ACHE is a web crawler for domain-specific search.
http://ache.readthedocs.io
Apache License 2.0
449 stars 135 forks source link

Add support for Elasticsearch 7.x and 8.x indexing #282

Closed JuliusHenke closed 2 years ago

JuliusHenke commented 2 years ago

Hi, thanks for this cool project. I have added support for indexing pages in ES 7 & 8. I did not update the ACHE frontend search functionality, which likely also needs changes for full compatibility. But I think people will already enjoy the indexing part, since the newer ES versions >= 7.8.0 also come with docker images supporting linux/arm64/v8 OS/architecture (crucial for M1 Macbook users).

I have tested indexing with Elasticsearch version 7.17.0 and 8.2.2.

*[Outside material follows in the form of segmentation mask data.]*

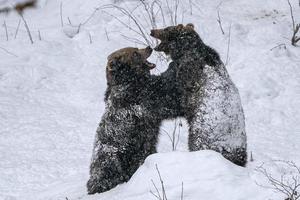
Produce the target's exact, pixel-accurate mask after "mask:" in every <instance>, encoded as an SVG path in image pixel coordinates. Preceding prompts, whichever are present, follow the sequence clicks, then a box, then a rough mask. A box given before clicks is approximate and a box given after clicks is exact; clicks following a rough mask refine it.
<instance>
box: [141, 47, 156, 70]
mask: <svg viewBox="0 0 300 200" xmlns="http://www.w3.org/2000/svg"><path fill="white" fill-rule="evenodd" d="M142 51H143V55H144V59H145V62H144V65H145V66H146V68H147V69H149V70H151V69H154V68H155V67H156V65H155V64H154V63H151V62H149V61H148V60H147V59H148V58H149V57H150V56H151V54H152V51H153V50H152V49H151V47H150V46H148V47H147V48H145V49H143V50H142Z"/></svg>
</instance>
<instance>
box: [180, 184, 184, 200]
mask: <svg viewBox="0 0 300 200" xmlns="http://www.w3.org/2000/svg"><path fill="white" fill-rule="evenodd" d="M180 200H183V182H182V183H181V197H180Z"/></svg>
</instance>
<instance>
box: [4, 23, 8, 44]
mask: <svg viewBox="0 0 300 200" xmlns="http://www.w3.org/2000/svg"><path fill="white" fill-rule="evenodd" d="M3 26H4V29H5V34H6V41H8V32H7V26H6V22H5V20H4V23H3Z"/></svg>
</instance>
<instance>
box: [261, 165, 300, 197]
mask: <svg viewBox="0 0 300 200" xmlns="http://www.w3.org/2000/svg"><path fill="white" fill-rule="evenodd" d="M277 162H281V163H283V164H285V165H286V166H287V168H286V169H284V171H286V170H289V173H286V172H283V173H282V174H281V176H280V178H274V177H273V176H272V174H270V173H269V172H268V171H267V170H266V169H265V168H264V167H263V165H262V166H260V167H258V168H256V171H257V172H259V173H261V174H262V175H264V176H265V177H266V178H267V179H268V181H269V185H267V186H266V185H260V184H258V183H256V184H257V185H259V186H261V187H264V188H268V189H272V190H274V191H277V192H280V193H282V194H284V195H285V196H286V197H287V198H286V200H297V199H299V198H300V195H299V189H300V167H298V166H297V165H296V164H295V163H294V162H292V161H277Z"/></svg>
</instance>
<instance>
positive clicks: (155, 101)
mask: <svg viewBox="0 0 300 200" xmlns="http://www.w3.org/2000/svg"><path fill="white" fill-rule="evenodd" d="M151 53H152V49H151V48H150V47H148V48H145V49H138V48H132V47H128V48H123V49H120V50H117V51H115V52H114V53H112V54H111V55H110V56H108V61H107V67H106V73H107V90H106V94H105V103H106V108H105V112H104V114H103V116H102V120H101V122H100V124H99V127H98V129H97V133H96V138H95V143H94V149H93V156H92V161H91V165H90V179H89V181H88V183H87V189H88V193H89V194H94V193H100V192H105V191H107V190H109V189H111V188H113V187H115V186H116V185H118V184H120V183H123V182H126V181H128V180H129V178H130V177H131V176H132V175H133V173H134V172H135V171H136V170H137V168H138V167H139V166H140V165H141V164H142V163H143V162H144V160H145V158H146V157H147V156H148V155H150V154H152V153H155V152H156V143H157V139H158V135H159V127H160V124H161V122H162V120H164V119H167V118H174V117H176V116H178V115H179V114H178V113H177V112H178V110H177V108H178V107H179V101H178V99H177V98H176V97H177V96H178V94H176V90H175V88H176V87H175V84H173V80H174V77H175V73H174V71H173V69H171V68H169V69H168V70H167V71H166V72H164V73H163V74H161V75H160V76H156V75H150V70H151V69H153V68H154V67H155V64H152V63H150V62H148V61H147V58H148V57H149V56H150V55H151Z"/></svg>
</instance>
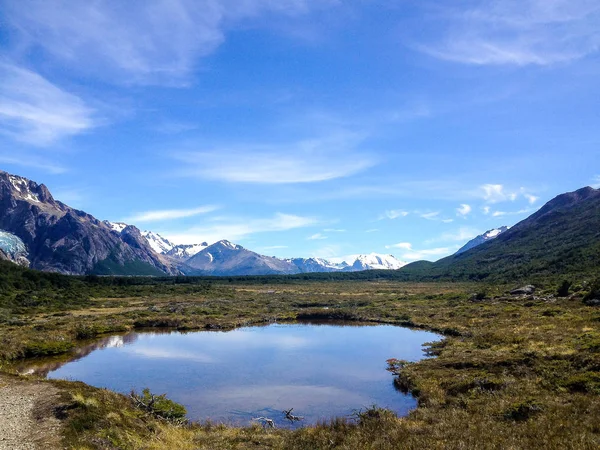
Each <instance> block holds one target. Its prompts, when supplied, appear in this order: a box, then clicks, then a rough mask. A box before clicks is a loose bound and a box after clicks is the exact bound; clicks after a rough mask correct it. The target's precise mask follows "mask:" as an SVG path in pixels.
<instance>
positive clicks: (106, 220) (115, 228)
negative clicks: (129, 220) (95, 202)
mask: <svg viewBox="0 0 600 450" xmlns="http://www.w3.org/2000/svg"><path fill="white" fill-rule="evenodd" d="M104 223H105V224H106V225H108V226H109V227H110V229H111V230H113V231H116V232H117V233H121V232H122V231H123V230H124V229H125V228H127V227H128V225H127V224H126V223H123V222H109V221H108V220H105V221H104Z"/></svg>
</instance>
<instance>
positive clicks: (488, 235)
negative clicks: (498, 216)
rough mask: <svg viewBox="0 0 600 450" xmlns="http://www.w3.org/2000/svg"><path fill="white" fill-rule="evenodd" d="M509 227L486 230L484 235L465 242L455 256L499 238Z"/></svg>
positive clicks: (501, 227) (507, 230)
mask: <svg viewBox="0 0 600 450" xmlns="http://www.w3.org/2000/svg"><path fill="white" fill-rule="evenodd" d="M509 228H510V227H507V226H503V227H500V228H494V229H492V230H488V231H486V232H485V233H483V234H482V235H479V236H477V237H476V238H474V239H471V240H470V241H469V242H467V243H466V244H465V245H464V246H463V247H461V248H460V249H459V250H458V251H457V252H456V253H455V255H460V254H461V253H464V252H466V251H467V250H471V249H472V248H475V247H477V246H479V245H481V244H483V243H485V242H487V241H490V240H492V239H496V238H497V237H498V236H500V235H501V234H502V233H504V232H505V231H508V229H509Z"/></svg>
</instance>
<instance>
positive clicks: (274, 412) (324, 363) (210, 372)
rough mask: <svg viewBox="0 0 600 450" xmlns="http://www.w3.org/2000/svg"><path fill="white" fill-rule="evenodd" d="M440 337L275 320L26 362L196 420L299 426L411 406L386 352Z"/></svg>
mask: <svg viewBox="0 0 600 450" xmlns="http://www.w3.org/2000/svg"><path fill="white" fill-rule="evenodd" d="M439 339H441V336H439V335H437V334H434V333H429V332H425V331H414V330H410V329H407V328H401V327H396V326H390V325H360V326H357V325H347V324H344V325H342V324H336V325H331V324H327V325H325V324H272V325H268V326H262V327H247V328H237V329H235V330H231V331H197V332H187V333H182V332H175V331H172V332H162V333H160V332H155V331H154V332H139V333H137V332H136V333H129V334H125V335H116V336H110V337H107V338H104V339H102V340H100V341H96V342H94V343H93V344H89V345H87V346H83V347H81V348H79V349H76V350H75V352H74V354H73V356H72V357H71V359H70V360H68V361H64V360H63V361H56V360H55V361H50V362H46V363H45V364H44V363H42V362H41V361H40V363H39V364H37V365H35V363H34V365H33V366H32V365H29V366H28V368H27V370H25V371H26V372H28V373H38V374H42V375H46V376H47V377H48V378H57V379H68V380H77V381H83V382H85V383H87V384H90V385H92V386H97V387H106V388H109V389H111V390H114V391H118V392H122V393H129V392H130V391H131V390H132V389H135V390H136V391H138V392H139V391H141V390H142V389H143V388H145V387H148V388H150V390H151V391H152V392H153V393H156V394H162V393H166V394H167V396H168V397H169V398H171V399H172V400H174V401H176V402H179V403H181V404H183V405H185V407H186V408H187V410H188V417H189V418H190V419H194V420H205V419H210V420H211V421H213V422H223V423H228V424H234V425H248V424H250V423H251V421H252V419H253V418H256V417H259V416H265V417H269V418H271V419H274V420H275V422H276V423H277V425H278V426H289V424H287V425H286V421H285V420H284V419H285V418H284V416H283V414H282V410H284V409H290V408H294V410H293V414H296V415H298V416H303V417H304V420H303V421H302V422H300V425H310V424H314V423H316V422H317V421H318V420H322V419H329V418H332V417H340V416H351V415H352V414H353V412H355V411H357V410H360V409H364V408H366V407H369V406H372V405H377V406H380V407H385V408H389V409H391V410H393V411H395V412H396V413H397V414H398V415H406V414H407V413H408V412H409V411H410V410H411V409H413V408H415V407H416V400H415V399H414V398H413V397H412V396H410V395H405V394H403V393H401V392H399V391H397V390H396V389H395V387H394V384H393V377H392V375H391V374H390V373H389V372H387V371H386V370H385V369H386V367H387V364H386V360H387V359H389V358H398V359H405V360H408V361H417V360H419V359H422V358H424V357H425V355H424V352H423V348H422V345H423V344H424V343H426V342H431V341H435V340H439Z"/></svg>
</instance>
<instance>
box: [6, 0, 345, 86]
mask: <svg viewBox="0 0 600 450" xmlns="http://www.w3.org/2000/svg"><path fill="white" fill-rule="evenodd" d="M335 3H336V2H335V1H334V0H244V1H241V0H145V1H143V2H130V1H126V2H113V1H93V2H86V1H79V0H57V1H52V2H48V1H45V0H32V1H28V2H3V5H4V7H3V11H2V17H3V21H4V22H8V23H9V24H10V25H11V26H12V28H13V29H15V30H17V31H18V32H19V35H18V36H19V38H20V41H19V42H18V46H19V47H21V48H22V47H24V46H27V45H29V46H32V47H36V48H42V49H44V50H45V51H46V52H47V54H49V55H52V56H53V57H55V58H56V59H57V60H58V61H60V62H61V63H63V64H68V65H70V66H71V68H72V69H74V70H84V71H86V72H87V73H91V74H93V75H97V76H100V77H103V78H108V79H110V80H113V81H119V82H124V83H131V82H135V83H143V84H157V83H158V84H171V85H172V84H182V83H186V82H187V81H188V80H189V78H190V74H191V73H192V71H193V70H194V68H195V66H196V65H197V60H198V58H201V57H203V56H206V55H208V54H210V53H212V52H213V51H214V50H215V49H216V48H217V47H218V46H219V45H220V44H221V43H222V42H223V41H224V39H225V32H226V31H227V29H228V28H229V27H232V26H233V25H234V24H236V23H238V22H240V21H243V20H246V19H255V18H257V17H259V16H260V15H264V14H277V15H279V16H299V15H303V14H307V13H308V12H310V11H311V10H312V9H315V8H321V7H325V6H328V5H332V4H335Z"/></svg>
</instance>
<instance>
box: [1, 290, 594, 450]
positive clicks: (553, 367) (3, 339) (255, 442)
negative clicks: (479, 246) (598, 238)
mask: <svg viewBox="0 0 600 450" xmlns="http://www.w3.org/2000/svg"><path fill="white" fill-rule="evenodd" d="M511 287H515V286H490V285H488V286H485V285H479V284H458V283H457V284H455V283H447V284H442V283H437V284H434V283H432V284H407V283H396V282H343V283H339V282H318V283H316V282H315V283H313V282H311V283H308V282H307V283H295V284H273V285H269V284H229V283H228V282H227V281H226V280H222V281H220V282H219V283H217V282H213V283H210V284H202V285H197V286H194V285H181V286H151V285H150V286H121V287H119V286H117V287H115V286H112V287H110V288H107V287H106V286H104V287H102V286H98V287H94V288H90V290H89V291H88V292H86V294H85V295H86V300H85V302H79V301H77V302H73V304H71V305H65V304H60V302H59V303H52V301H49V302H46V304H44V305H36V306H32V307H27V308H24V307H20V308H13V309H12V310H11V312H10V313H9V314H6V313H5V315H4V318H3V320H2V323H1V324H0V358H2V360H0V361H3V362H0V364H1V368H2V370H3V371H4V372H5V375H0V377H1V378H0V397H1V398H2V399H3V400H0V401H1V402H3V403H0V412H1V413H0V432H2V433H0V434H2V435H3V436H4V434H5V433H4V430H12V431H9V433H12V434H9V435H7V436H8V438H9V439H13V441H6V442H9V443H10V444H6V442H5V443H4V444H3V442H2V441H0V449H3V448H36V447H35V446H34V445H36V444H35V439H38V438H39V436H40V435H41V436H43V438H44V439H45V441H40V442H43V445H40V444H38V447H37V448H77V449H96V448H102V449H104V448H105V449H109V448H124V449H163V448H164V449H173V448H178V449H179V448H180V449H230V448H236V449H251V448H252V449H260V448H270V449H311V450H312V449H329V448H332V449H333V448H337V449H358V448H367V449H368V448H370V449H404V448H406V449H422V448H427V449H436V448H439V449H479V448H481V449H488V448H489V449H492V448H502V449H511V448H512V449H521V448H540V449H542V448H543V449H568V448H572V449H596V448H599V447H600V424H599V423H598V420H597V418H598V417H600V309H599V308H598V307H593V306H586V305H585V304H584V303H583V302H582V294H583V292H584V291H580V292H578V293H576V294H575V295H571V296H569V297H565V298H557V297H555V292H554V291H555V288H556V287H555V286H549V287H546V289H545V290H540V289H538V291H537V292H536V294H535V295H529V296H525V295H524V296H514V295H510V294H508V293H507V291H508V290H509V288H511ZM71 294H72V293H71ZM474 294H478V295H474ZM49 298H57V297H56V296H50V297H49ZM77 305H78V306H77ZM297 319H304V320H306V319H309V320H317V319H318V320H331V319H334V320H361V321H373V322H380V323H381V322H383V323H390V324H397V325H403V326H412V327H416V328H422V329H428V330H433V331H437V332H440V333H442V334H444V335H445V336H446V338H445V339H444V340H443V341H442V342H440V343H435V344H433V345H432V346H431V347H430V352H431V353H432V354H433V355H435V356H436V357H435V358H430V359H426V360H423V361H421V362H419V363H414V364H407V365H402V364H400V365H399V367H400V369H399V370H398V372H397V384H398V386H399V387H401V388H403V389H407V390H409V391H411V392H412V393H413V394H414V395H415V396H417V398H418V401H419V407H418V408H417V409H416V410H415V411H413V412H412V413H411V414H410V415H409V416H408V417H405V418H396V417H395V416H394V415H393V414H390V413H389V412H387V411H384V410H377V409H373V410H368V411H365V412H364V413H363V414H362V415H361V416H359V417H357V420H355V421H348V420H344V419H339V420H333V421H331V422H328V423H323V424H320V425H318V426H315V427H305V428H302V429H299V430H296V431H288V430H279V429H276V430H268V429H267V430H265V429H263V428H262V427H260V426H258V425H257V426H254V427H249V428H231V427H226V426H223V425H214V424H208V423H207V424H188V425H177V424H174V423H171V422H169V421H165V420H162V419H159V418H157V417H156V416H154V415H152V414H150V413H148V412H145V411H142V410H140V409H138V408H136V407H135V406H134V405H133V403H132V401H131V399H129V397H126V396H122V395H119V394H116V393H113V392H110V391H107V390H103V389H96V388H93V387H90V386H87V385H84V384H82V383H76V382H66V381H43V380H37V379H31V378H27V377H18V376H15V375H10V374H9V373H11V372H13V373H14V372H15V370H16V369H15V367H16V365H15V361H18V359H19V358H22V357H24V356H28V357H34V356H47V355H56V356H55V357H56V358H61V357H63V356H61V355H62V354H64V352H67V351H68V350H69V349H71V348H72V346H73V345H76V344H78V343H80V342H85V340H87V339H93V338H94V337H97V336H100V335H102V334H105V333H109V332H119V331H126V330H129V329H132V328H147V327H175V328H178V329H181V330H193V329H219V328H221V329H225V328H232V327H237V326H243V325H250V324H258V323H268V322H272V321H288V320H297ZM393 356H394V355H390V357H393ZM65 357H67V356H65ZM42 394H43V398H44V401H45V403H43V402H42V406H39V404H38V403H39V402H38V401H37V399H39V398H40V397H39V396H40V395H42ZM34 400H35V402H34ZM33 403H36V405H37V406H36V407H35V408H34V407H32V406H31V405H32V404H33ZM44 405H45V406H44ZM11 420H12V422H11V424H8V423H9V422H10V421H11ZM7 421H8V422H7ZM7 424H8V425H7ZM2 427H4V428H2ZM58 435H59V436H58ZM23 436H27V437H25V438H23ZM58 438H60V443H59V441H58V440H57V439H58ZM14 442H19V443H20V445H22V447H15V446H14V445H13V447H6V445H12V443H14ZM2 445H5V447H2ZM26 445H31V446H30V447H28V446H26Z"/></svg>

I used the following docker-compose.yml. Note that the xpack.security config values are important for local development without any security.

version: '2'
services:
  ache:
    image: vidanyu/ache
    command: startCrawl -c /config/ -s /config/docker.seeds -o /data -e crawl-data
    ports:
    - "8080:8080"
    volumes:
    - ./data-ache/:/data
    - ./:/config
    links:
    - elasticsearch
  elasticsearch:
    image: docker.elastic.co/elasticsearch/elasticsearch:8.2.2
    environment:
      - discovery.type=single-node
      - cluster.name=docker-cluster
      - bootstrap.memory_lock=true
      - xpack.security.enabled=false
      - xpack.security.transport.ssl.enabled=false
      - xpack.security.http.ssl.enabled=false
    ulimits:
      memlock:
        soft: -1
        hard: -1
    volumes:
      - ./data-es/:/usr/share/elasticsearch/data # elasticsearch data will be stored at ./data-es/
    ports:
      - "9200:9200"

Until this pull request is accepted you may need to build your own image based on my changes and reference it in the docker-compose.yml instead of vidanyu/ache.

I am open for changes, but currently am not planning on doing the frontend part as well. Cheers

aecio commented 2 years ago

Thanks for the contribution. Can you please rebase on the master branch and squash the commits? For some reason, GitHub is not showing the diff correctly.

aecio commented 2 years ago

Just noticed this is due to commit c97fde2 which changes the line separators. Do you happen to know what were the line separators before and after the commit?

JuliusHenke commented 2 years ago

Just noticed this is due to commit c97fde2 which changes the line separators. Do you happen to know what were the line separators before and after the commit?

Before the commit they were CRLF and after it LF. I changed it, since most of the other code I looked at is formatted with LF (Unix and macOS) and my IDE showed a warning. Should I revert the c97fde2 commit or do the squashing?

aecio commented 2 years ago

No need for change. GitHub can squash all commits during the merge. Thanks for the PR!